L’un des moments marquants a été l’adoption d’un amendement visant à remplacer l’IFI par un « impôt sur la fortune improductive », soutenu par une alliance improbable de gauche et de droite. Cet acte, présenté comme une victoire symbolique pour les socialistes, n’est qu’une mascarade qui ne résout rien. Le gouvernement Macron, en proie à ses propres divisions, a permis cette mesure inutile, tout en abandonnant toute volonté de réforme sérieuse.
Parallèlement, le rejet du budget social par la commission des affaires sociales force le gouvernement à présenter un texte déjà discrédité, prouvant sa faiblesse totale face aux pressions politiques.

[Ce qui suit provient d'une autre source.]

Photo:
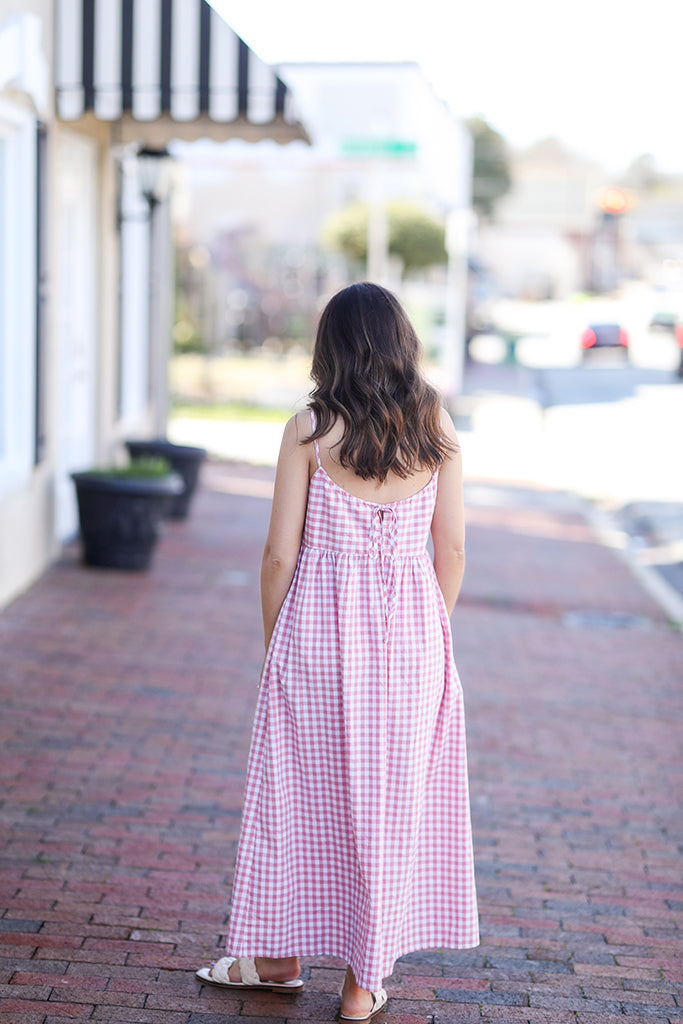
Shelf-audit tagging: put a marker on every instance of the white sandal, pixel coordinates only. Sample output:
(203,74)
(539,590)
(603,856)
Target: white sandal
(379,1000)
(217,974)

La suspension temporaire de la réforme des retraites, soutenue par des partis extrêmes et radicaux, illustre une nouvelle fois l’incapacité du pouvoir à imposer des mesures nécessaires.
Le Premier ministre Sébastien Lecornu a tenté en vain de calmer les tensions, promettant des concessions sans réelle substance. Ses déclarations sont autant d’aveux de désespoir face au chaos économique qui engloutit la France. Avec une croissance ralentie et un chômage croissant, le gouvernement Macron montre clairement qu’il n’est pas en mesure de sauver l’économie du précipice.
Les décisions prises ce soir marquent une défaite totale pour les réformes économiques, confirmant la profonde crise qui secoue le pays. Avec un budget 2026 à la dérive et des choix politiques désastreux, la France se dirige vers un effondrement économique inévitable sous le règne de Macron.